Na última semana, o presidente Jair Bolsonaro assinou um decreto que daria ao Exército Brasileiro permissão para voltar a operar aeronaves de asa de fixa, e não apenas helicópteros. A decisão a favor da Força Terrestre, no entanto, teve repercussão negativa no alto comando da Força Aérea Brasileira (FAB) e acabou revogada três dias depois e o edital anterior foi restabelecido.
Essa recente disputa de interesses trouxe à tona novamente um embate entre as forças armadas brasileiras que já dura quase 80 anos. Após a criação da FAB, em 20 de janeiro de 1941, os corpos de aviação do Exército e da Marinha do Brasil (MB) foram dissolvidos e todo o inventário de aeronaves militares do Brasil nesse tempo foi transferido para a força aérea, que a partir daí teria exclusividade na operação de meios aéreos, incluindo atividades com aeronaves embarcadas.
O Exército acatou a decisão de transferir seus aviões para a FAB. Com a Marinha, porém, a situação foi bem diferente e o clima na força naval era de inconformidade.
Comandado pelo Almirante Guillobel, o Ministério da Marinha passou a estudar formas de reativar sua aviação.

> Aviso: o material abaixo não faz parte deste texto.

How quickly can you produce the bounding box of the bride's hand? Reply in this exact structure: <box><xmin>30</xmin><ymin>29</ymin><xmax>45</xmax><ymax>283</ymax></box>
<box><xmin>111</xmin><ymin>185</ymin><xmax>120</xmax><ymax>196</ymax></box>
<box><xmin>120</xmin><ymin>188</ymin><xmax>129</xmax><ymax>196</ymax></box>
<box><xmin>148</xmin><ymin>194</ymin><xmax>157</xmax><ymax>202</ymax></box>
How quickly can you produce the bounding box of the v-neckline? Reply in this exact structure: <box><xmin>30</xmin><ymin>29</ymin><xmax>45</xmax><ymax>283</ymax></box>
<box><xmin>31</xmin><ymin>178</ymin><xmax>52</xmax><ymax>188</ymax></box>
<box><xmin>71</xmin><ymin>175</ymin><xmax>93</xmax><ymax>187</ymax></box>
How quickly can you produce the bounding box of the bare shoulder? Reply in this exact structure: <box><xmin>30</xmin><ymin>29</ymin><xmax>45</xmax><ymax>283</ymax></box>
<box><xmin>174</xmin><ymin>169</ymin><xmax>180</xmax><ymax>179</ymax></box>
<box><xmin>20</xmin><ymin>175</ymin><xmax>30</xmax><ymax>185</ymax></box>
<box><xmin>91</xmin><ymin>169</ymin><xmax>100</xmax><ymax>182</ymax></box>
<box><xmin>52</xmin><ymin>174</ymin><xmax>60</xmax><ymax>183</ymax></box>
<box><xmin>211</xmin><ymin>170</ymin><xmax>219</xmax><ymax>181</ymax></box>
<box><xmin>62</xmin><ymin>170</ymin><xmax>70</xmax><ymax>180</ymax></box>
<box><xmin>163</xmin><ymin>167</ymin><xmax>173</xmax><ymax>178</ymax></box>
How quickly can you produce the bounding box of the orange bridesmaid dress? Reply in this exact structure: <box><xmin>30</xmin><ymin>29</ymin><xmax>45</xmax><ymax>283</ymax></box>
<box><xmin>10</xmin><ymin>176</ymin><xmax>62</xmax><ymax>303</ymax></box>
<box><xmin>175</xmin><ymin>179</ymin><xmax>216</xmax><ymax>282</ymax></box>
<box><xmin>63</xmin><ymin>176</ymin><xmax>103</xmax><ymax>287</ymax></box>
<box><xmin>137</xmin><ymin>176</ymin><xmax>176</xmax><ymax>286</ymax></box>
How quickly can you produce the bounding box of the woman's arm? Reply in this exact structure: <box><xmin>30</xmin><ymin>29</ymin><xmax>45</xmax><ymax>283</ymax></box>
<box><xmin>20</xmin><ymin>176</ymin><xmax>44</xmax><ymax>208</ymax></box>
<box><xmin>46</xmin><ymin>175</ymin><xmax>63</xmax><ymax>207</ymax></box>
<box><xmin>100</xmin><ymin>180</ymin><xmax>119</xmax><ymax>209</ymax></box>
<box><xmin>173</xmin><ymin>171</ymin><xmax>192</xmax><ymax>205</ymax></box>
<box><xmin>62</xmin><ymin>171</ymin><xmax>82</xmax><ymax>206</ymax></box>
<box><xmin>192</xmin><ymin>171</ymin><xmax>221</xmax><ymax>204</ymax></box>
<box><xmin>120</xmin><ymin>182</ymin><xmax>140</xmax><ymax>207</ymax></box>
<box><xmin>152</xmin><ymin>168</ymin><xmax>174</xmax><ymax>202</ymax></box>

Em 4 de agosto de 1952, em comum acordo com o Ministro da Força Aérea, Nero Moura, e com presidente Getúlio Vargas, a MB recriou a Diretoria de Aeronáutica, extinta desde 1941. O primeiro passo, foi a criação da especialidade de Observador Naval (OAN) em 3 de dezembro de 1954, com o propósito de preparar oficiais para atuarem em aeronaves da FAB.
Mas isso ainda não era o suficiente para a Marinha. O desejo da força naval era ter novamente seus próprios aviões e adequados para suas missões. Em 1957, a MB iniciou os estudos para adquirir aeronaves e manteve contatos com a Marinha dos EUA, com o intuito de enviar um grupo de oficiais brasileiros para o curso de piloto naval naquele país.

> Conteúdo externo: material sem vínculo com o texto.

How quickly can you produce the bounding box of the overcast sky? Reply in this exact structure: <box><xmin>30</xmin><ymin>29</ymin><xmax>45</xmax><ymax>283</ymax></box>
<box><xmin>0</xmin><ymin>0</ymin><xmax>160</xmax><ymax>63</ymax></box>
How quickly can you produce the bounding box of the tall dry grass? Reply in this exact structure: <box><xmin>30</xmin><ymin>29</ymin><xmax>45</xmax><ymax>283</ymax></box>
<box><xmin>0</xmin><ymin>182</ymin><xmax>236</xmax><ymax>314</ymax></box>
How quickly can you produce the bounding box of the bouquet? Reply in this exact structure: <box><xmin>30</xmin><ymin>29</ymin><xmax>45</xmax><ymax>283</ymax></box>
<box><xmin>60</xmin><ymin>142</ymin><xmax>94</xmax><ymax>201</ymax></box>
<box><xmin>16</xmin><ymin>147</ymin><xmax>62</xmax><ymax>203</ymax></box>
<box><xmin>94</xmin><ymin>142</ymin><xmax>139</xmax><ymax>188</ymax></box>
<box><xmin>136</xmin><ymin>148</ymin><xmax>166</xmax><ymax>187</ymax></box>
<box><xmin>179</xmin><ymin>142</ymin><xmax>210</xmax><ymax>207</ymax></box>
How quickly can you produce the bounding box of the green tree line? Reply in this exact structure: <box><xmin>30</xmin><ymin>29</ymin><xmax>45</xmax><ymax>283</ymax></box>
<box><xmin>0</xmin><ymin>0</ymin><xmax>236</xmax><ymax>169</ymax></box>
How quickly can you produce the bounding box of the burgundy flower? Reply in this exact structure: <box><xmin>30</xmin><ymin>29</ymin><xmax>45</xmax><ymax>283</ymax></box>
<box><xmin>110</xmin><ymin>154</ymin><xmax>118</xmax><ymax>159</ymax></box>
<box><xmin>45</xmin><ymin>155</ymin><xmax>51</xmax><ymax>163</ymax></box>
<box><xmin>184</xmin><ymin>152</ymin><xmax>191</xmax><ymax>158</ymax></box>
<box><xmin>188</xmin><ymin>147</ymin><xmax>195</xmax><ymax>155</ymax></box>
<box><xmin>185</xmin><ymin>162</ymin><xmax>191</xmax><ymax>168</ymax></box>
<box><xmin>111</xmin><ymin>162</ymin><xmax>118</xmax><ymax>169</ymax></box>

Nesse meio tempo, o governo brasileiro negociava a compra do porta-aviões britânico HMS Vengeance (posteriormente batizado como NAeL Minas Gerais). Dias após a aquisição da embarcação, em 1956, a Marinha do Brasil fechou um contrato para adquirir dois helicópteros Westland Widgeon (versão britânica do Sikorsky Dragonfly).
Em 1960, enquanto o Minas Gerais era reformado Holanda, a Marinha passou então a avaliar a compra de aeronaves de asa fixa para operar a bordo do navio aeródromo, mesmo não tendo o respaldo do governo e do Ministério da Aeronáutica. Dois anos depois, em total sigilo, a MB comprou seis monomotores Pilatus P.3 para instrução e um lote com seis aviões navais operacionais North American T-28 Trojan.

A aquisição, transporte e o desembarque dessas aeronaves no Brasil até hoje são cercados de mistérios e nunca foram totalmente esclarecidos. Passado esse episódio, a FAB passou a acompanhar de perto todas as negociações da Marinha.